Further, a lower top block 9 is arranged at the top of the tray 8, and the bottom of the weighing sensor 10 is placed on the lower top block 9.

Further, the bottom of the weighing sensor 10 is provided with a stop lever 12, the top of the lower top block 9 is vertically provided with a rotation stop pin 13, and the stop lever 12 in the scheme is horizontally arranged and used for being matched with the stop lever 12 to limit the rotation of the weighing sensor 10.

Furthermore, supporting grooves are formed in the bottom of the upper ejector block 4 and the top of the lower ejector block 9, and the top and the bottom of the weighing sensor 10 are arranged in the supporting grooves of the upper ejector block 4 and the lower ejector block 9 respectively.

Further, the top and the bottom of the weighing sensor 10 are arranged in a spherical structure.
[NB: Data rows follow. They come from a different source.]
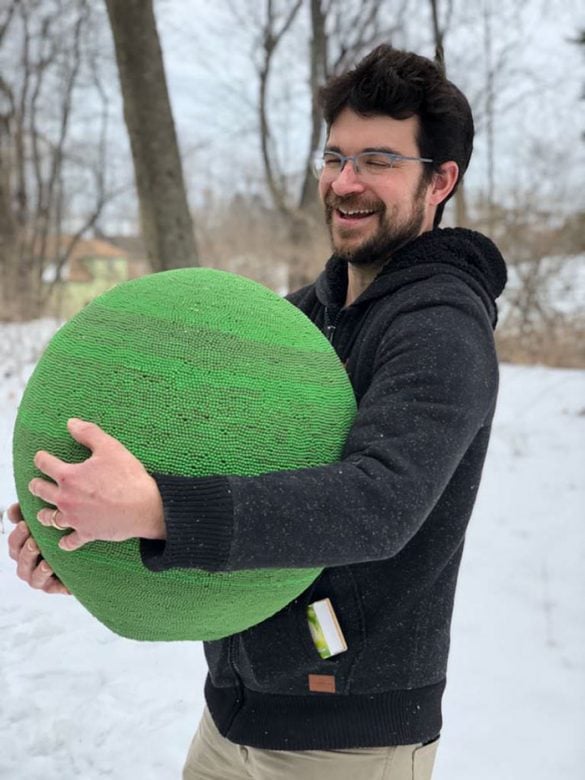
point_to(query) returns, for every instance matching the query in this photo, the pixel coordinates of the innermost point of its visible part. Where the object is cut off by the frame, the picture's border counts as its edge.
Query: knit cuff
(198, 514)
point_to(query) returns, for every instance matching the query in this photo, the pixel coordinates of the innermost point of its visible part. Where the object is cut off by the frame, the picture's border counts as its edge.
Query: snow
(77, 701)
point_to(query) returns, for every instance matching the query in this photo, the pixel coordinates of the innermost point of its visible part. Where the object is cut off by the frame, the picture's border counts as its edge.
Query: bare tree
(340, 33)
(37, 153)
(167, 226)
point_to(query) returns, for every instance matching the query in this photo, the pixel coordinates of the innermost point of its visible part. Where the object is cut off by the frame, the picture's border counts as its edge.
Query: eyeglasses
(367, 165)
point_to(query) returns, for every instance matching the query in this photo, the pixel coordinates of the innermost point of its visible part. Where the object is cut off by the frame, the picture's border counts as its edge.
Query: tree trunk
(167, 226)
(318, 64)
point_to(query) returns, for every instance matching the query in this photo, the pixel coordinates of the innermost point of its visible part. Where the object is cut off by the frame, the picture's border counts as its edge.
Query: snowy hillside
(78, 702)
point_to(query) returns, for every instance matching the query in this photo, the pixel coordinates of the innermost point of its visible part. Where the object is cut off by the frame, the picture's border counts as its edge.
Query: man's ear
(442, 183)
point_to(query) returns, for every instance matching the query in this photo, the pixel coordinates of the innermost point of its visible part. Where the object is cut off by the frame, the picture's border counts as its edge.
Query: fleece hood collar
(464, 253)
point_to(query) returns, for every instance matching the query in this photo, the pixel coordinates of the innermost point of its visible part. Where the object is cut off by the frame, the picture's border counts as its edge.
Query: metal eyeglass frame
(318, 160)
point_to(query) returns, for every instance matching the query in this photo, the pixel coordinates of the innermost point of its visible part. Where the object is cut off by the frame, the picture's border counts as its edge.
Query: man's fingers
(14, 514)
(41, 575)
(27, 560)
(49, 516)
(48, 491)
(72, 541)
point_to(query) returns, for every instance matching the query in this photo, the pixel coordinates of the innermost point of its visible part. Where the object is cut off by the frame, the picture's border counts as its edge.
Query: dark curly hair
(401, 84)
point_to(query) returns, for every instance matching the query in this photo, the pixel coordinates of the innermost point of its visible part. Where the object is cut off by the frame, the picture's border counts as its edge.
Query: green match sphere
(197, 372)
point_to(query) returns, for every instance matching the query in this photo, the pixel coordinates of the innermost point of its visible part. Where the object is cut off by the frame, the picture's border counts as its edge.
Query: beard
(392, 232)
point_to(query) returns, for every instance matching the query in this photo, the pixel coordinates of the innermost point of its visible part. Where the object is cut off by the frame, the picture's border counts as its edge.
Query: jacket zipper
(331, 322)
(239, 702)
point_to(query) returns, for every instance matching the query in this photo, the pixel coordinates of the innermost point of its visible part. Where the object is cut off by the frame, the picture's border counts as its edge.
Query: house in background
(93, 267)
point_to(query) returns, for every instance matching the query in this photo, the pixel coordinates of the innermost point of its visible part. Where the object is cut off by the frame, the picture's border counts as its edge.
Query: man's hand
(30, 567)
(110, 496)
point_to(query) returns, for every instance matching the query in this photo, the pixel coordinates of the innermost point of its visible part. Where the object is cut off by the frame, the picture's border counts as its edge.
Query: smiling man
(410, 309)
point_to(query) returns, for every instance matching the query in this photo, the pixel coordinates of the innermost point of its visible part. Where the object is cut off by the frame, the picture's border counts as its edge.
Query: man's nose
(347, 181)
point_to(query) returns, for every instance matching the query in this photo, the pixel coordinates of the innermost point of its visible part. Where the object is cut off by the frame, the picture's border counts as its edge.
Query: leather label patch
(322, 683)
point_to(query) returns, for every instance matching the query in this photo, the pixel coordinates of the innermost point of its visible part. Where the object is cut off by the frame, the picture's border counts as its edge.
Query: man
(410, 310)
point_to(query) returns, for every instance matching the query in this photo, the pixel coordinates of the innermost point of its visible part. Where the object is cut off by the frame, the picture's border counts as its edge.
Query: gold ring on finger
(54, 522)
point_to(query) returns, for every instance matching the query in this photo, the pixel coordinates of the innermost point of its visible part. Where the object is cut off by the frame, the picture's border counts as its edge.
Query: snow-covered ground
(79, 702)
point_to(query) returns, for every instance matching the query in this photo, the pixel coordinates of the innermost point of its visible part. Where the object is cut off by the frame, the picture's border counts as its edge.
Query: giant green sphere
(197, 372)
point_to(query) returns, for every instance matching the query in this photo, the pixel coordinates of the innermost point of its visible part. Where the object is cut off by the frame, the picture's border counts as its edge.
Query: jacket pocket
(278, 654)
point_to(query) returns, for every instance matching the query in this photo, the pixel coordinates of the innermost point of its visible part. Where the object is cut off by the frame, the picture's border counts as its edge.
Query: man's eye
(331, 162)
(373, 162)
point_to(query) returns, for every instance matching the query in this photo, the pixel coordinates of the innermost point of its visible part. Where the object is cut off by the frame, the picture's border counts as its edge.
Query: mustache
(353, 202)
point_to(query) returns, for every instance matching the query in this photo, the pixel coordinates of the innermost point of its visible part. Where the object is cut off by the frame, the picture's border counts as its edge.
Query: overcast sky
(539, 117)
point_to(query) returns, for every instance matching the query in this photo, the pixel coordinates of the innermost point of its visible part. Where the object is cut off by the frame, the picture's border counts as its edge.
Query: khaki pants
(212, 757)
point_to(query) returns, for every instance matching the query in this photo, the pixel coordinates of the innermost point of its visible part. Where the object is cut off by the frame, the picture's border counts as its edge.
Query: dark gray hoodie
(388, 522)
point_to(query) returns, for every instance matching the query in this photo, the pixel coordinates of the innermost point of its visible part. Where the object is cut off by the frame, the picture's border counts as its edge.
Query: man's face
(392, 207)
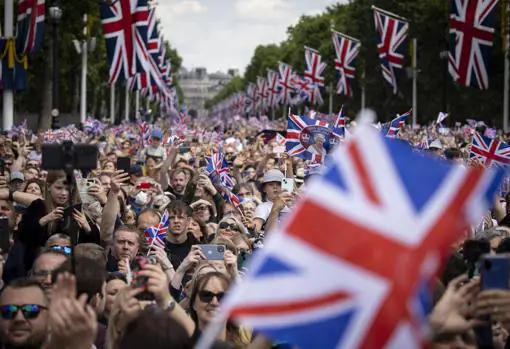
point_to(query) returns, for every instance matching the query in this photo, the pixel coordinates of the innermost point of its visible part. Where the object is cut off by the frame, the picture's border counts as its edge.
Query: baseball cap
(157, 133)
(273, 176)
(17, 175)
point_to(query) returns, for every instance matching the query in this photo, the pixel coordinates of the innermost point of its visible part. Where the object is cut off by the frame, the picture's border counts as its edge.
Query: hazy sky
(222, 34)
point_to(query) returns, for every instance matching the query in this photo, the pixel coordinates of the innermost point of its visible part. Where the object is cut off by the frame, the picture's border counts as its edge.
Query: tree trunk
(44, 117)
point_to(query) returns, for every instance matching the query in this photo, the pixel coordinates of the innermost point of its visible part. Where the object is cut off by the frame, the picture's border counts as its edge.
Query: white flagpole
(126, 105)
(84, 59)
(8, 95)
(506, 92)
(415, 82)
(363, 97)
(137, 103)
(112, 103)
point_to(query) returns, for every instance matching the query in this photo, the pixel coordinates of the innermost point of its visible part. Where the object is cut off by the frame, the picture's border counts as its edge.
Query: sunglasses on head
(208, 296)
(225, 225)
(29, 311)
(66, 249)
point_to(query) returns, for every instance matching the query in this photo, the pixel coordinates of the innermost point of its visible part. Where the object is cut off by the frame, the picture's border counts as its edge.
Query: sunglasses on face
(208, 296)
(66, 249)
(225, 225)
(29, 311)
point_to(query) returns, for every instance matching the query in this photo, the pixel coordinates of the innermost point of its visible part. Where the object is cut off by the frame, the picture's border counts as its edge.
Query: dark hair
(89, 273)
(24, 282)
(92, 251)
(179, 207)
(156, 329)
(240, 186)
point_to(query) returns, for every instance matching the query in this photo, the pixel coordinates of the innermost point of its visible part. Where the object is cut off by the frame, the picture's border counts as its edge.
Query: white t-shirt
(264, 209)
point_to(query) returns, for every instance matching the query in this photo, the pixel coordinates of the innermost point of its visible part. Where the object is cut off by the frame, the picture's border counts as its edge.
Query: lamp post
(55, 13)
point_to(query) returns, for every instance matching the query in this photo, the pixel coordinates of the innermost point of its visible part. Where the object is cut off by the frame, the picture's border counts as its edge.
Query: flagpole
(506, 92)
(8, 95)
(415, 82)
(363, 97)
(84, 58)
(112, 103)
(126, 104)
(137, 103)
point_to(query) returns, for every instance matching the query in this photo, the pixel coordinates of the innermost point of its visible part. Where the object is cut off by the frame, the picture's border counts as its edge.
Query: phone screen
(4, 234)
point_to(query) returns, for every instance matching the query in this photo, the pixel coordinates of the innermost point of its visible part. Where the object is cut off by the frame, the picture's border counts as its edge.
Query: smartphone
(144, 185)
(83, 186)
(288, 185)
(141, 281)
(495, 272)
(5, 243)
(68, 211)
(124, 163)
(213, 252)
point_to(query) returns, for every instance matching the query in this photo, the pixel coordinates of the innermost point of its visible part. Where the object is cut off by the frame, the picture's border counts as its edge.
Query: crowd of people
(80, 267)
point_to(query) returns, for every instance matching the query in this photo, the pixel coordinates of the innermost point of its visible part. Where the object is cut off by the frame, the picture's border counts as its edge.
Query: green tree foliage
(428, 23)
(37, 98)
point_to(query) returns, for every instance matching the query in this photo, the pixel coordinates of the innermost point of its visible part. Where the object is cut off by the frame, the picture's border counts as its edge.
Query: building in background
(198, 86)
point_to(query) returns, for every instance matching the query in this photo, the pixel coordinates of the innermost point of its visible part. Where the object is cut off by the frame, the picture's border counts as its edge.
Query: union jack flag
(30, 26)
(251, 98)
(286, 83)
(155, 236)
(304, 90)
(262, 94)
(125, 30)
(471, 36)
(392, 33)
(489, 151)
(313, 73)
(300, 131)
(217, 169)
(347, 49)
(397, 124)
(272, 89)
(368, 199)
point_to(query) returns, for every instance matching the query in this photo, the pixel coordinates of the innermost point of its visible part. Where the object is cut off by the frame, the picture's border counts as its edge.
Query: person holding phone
(53, 215)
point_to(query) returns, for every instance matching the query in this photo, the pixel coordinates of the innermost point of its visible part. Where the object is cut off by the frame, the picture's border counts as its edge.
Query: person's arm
(272, 220)
(167, 165)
Furthermore, a connecting flange is arranged outside the upper end of the bearing screw 6, the mounting hole is a counter bore, and the connecting flange on the bearing screw 6 is arranged in the counter bore and connected with the rotating arm support 1 through a bolt.

Furthermore, gaps exist between the rotating arm 2 and the rotating arm support 1 in all directions.

In the scheme, the traditional force measuring assembly 14 is further arranged on the rotating arm support 1, and the rotating arm of the centrifuge can have a static weighing function and a dynamic unbalance force measuring function by combining the real-time monitoring of the unbalance force during the operation of the centrifuge and the static weighing device 3.

The above description is only a preferred embodiment of the present invention, and is not intended to limit the present invention in any way. Those skilled in the art can make numerous possible variations and modifications to the described embodiments, or modify equivalent embodiments, without departing from the scope of the invention. Therefore, any modification, equivalent change and modification made to the above embodiments according to the technology of the present invention are within the protection scope of the present invention, unless the content of the technical solution of the present invention is departed from.